Yes; the stuff is written by people who have no experience of drafting regulations.
To do it well you need to
ISTM that all of the above are simply missing. The stuff is written by inexperienced people. One UK aviation barrister told me that this is typical of legislation coming from this source. It is full of ambiguities and bad grammar.
And quite a lot of it is purely politically motivated, which results in a lack of buy-in from other staff in the organisation and a lack of buy-in from most European CAAs; a perfect example is the infamous dual-papers requirement if the operator is based in the Community.
Another problem is that unless you know how the whole system works, with the law, the AMCs, etc, you mostly cannot dig out the bit of the regulation which applies to you. However, that problem exists all over the place; for example with CE (EN) RF emissions/immunity regs, there are so many to choose from.
In light of this, can you really say that 1842 pages is “too long”?
Yeah, too long and with far too many regulations altogether, and with much of it really badly written. I chose a page at random just now. It includes this verbiage:
“The privileges of the holder of a flight test rating are to, within the relevant aircraft category: (1) in the case of a category 1 flight test rating, conduct all categories of flight tests, as defined in Part-21, either as PIC or co-pilot; (2) in the case of a category 2 flight test rating: (i) conduct category 1 flight tests, as defined in Part-21: — as a co-pilot, or — as PIC, in the case of aeroplanes referred to in (b)(2)(ii), except for those within the commuter category or having a design diving speed above 0,6 mach or a maximum ceiling above 25 000 feet; (ii) conduct all other categories of flight tests, as defined in Part-21, either as PIC or co-pilot; (3) conduct flights without a type or class rating as defined in Subpart H, except that the flight test rating shall not be used for commercial air transport operations. "
I rest my case.
Howard wrote:
The EASA Easy Access Aircrew Rules document (which I guess is handy to have, all in one place) is an incredible 1842 pages long.
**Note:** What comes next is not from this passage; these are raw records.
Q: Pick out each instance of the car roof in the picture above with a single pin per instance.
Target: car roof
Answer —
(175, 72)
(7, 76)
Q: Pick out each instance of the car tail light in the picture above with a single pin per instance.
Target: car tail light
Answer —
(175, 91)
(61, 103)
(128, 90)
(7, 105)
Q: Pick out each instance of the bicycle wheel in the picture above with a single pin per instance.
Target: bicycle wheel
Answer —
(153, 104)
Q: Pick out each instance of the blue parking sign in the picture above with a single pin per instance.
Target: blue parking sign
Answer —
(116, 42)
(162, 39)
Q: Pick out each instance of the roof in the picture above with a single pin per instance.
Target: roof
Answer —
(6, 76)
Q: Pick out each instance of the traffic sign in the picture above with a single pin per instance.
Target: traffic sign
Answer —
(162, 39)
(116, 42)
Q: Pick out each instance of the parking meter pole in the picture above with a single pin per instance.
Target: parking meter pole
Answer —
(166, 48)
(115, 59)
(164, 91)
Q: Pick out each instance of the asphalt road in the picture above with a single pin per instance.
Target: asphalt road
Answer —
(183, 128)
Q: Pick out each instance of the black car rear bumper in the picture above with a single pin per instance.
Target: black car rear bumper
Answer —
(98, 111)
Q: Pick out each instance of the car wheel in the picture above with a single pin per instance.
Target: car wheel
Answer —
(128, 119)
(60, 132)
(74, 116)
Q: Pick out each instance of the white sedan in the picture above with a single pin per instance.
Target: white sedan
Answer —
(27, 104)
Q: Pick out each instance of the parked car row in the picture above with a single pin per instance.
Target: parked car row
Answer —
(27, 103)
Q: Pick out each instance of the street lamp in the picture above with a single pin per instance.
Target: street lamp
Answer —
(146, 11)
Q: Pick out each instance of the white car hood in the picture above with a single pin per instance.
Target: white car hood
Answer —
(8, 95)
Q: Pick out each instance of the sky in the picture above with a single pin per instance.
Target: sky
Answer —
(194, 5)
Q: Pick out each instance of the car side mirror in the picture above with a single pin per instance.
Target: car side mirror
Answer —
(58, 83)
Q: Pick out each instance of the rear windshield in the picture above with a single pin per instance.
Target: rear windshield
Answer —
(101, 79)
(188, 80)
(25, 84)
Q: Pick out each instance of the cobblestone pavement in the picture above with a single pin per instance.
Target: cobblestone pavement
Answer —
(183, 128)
That crazy number, all by itself, tells me (and presumably many others) that the regulations are a failure.
This document includes six distinct regulations:
- Flight Crew Licensing (part-FCL)
- Medical requirements (part-MED)
- Cabin Crew requirements (part-CC)
- Rules for national authorities (part-ARA)
- Rules for ATO’s (part-ORA)
- Rules for DTO’s (part-DTO)
It also includes not only the regulations themselves but also advisory material (AMC/GM) and also things like complete syllabi for flight and ground school training.
In light of this, can you really say that 1842 pages is “too long”? The only failure I can see here is bundling too many things together in one document.
The EASA Easy Access Aircrew Rules document (which I guess is handy to have, all in one place) is an incredible 1842 pages long. That crazy number, all by itself, tells me (and presumably many others) that the regulations are a failure. The UK’s rules will be similar in total length I’m sure. Sadly, EASA and the CAA see no disbenefit to having rules that are so very complex that no casual user could possibly know where to find everything that they are looking for in concise form, nor, on many occasions understand what the rules mean.
The consequences of all this? Certainly an absolutely crazy waste of time for very many people, and also, more importantly, a large failure of the rules in terms of achieving what it is that they are meant to achieve.
…And there is no higher European or UK body with both the power and the interest to call EASA and the CAA to account.
I’ll get down from my soapbox now.
Howard
WilliamF wrote:
Published 16 Dec 2021 – A handy reference with everything in the one place…
It’s been around for years, but apparently updated the other day. Thanks for noticing. (I keep copies of the most important regulations.)
Welcome to the party 👍
Published 16 Dec 2021 – A handy reference with everything in the one place…
Alpha_Floor wrote:
In general all of these exceptions are to be LESS restrictive than EASA, which I believe is a good thing. Are there any examples where the UK is “more” restrictive than EASA?
Strictly speaking, none of these are less restrictive than EASA, as SERA explicitly allows member states to make these kinds of changes. They are, of course, less restrictive than the default in SERA.
arj1 wrote:
… and it appears to contradict SERA/PART-NCO – ANO says (as I read it) that for any IFR flight you need a DME, while it is not the case in SERA/PART-NCO.
Yp to last year, it was quite clear that this requirement in the ANO had no legal force as EU legislation always override national legislation. Now it is not at all clear as in the UK part-NCO is not EU legislation anymore but national legislation which have adopted the text of the EU legislation.
So now there is indeed an interesting contradiction.
huv wrote:
So, nothing has really changed.
Yes, and the ORS4 exceptions to SERA continue to apply, the most important ones being:
In general all of these exceptions are to be LESS restrictive than EASA, which I believe is a good thing. Are there any examples where the UK is “more” restrictive than EASA?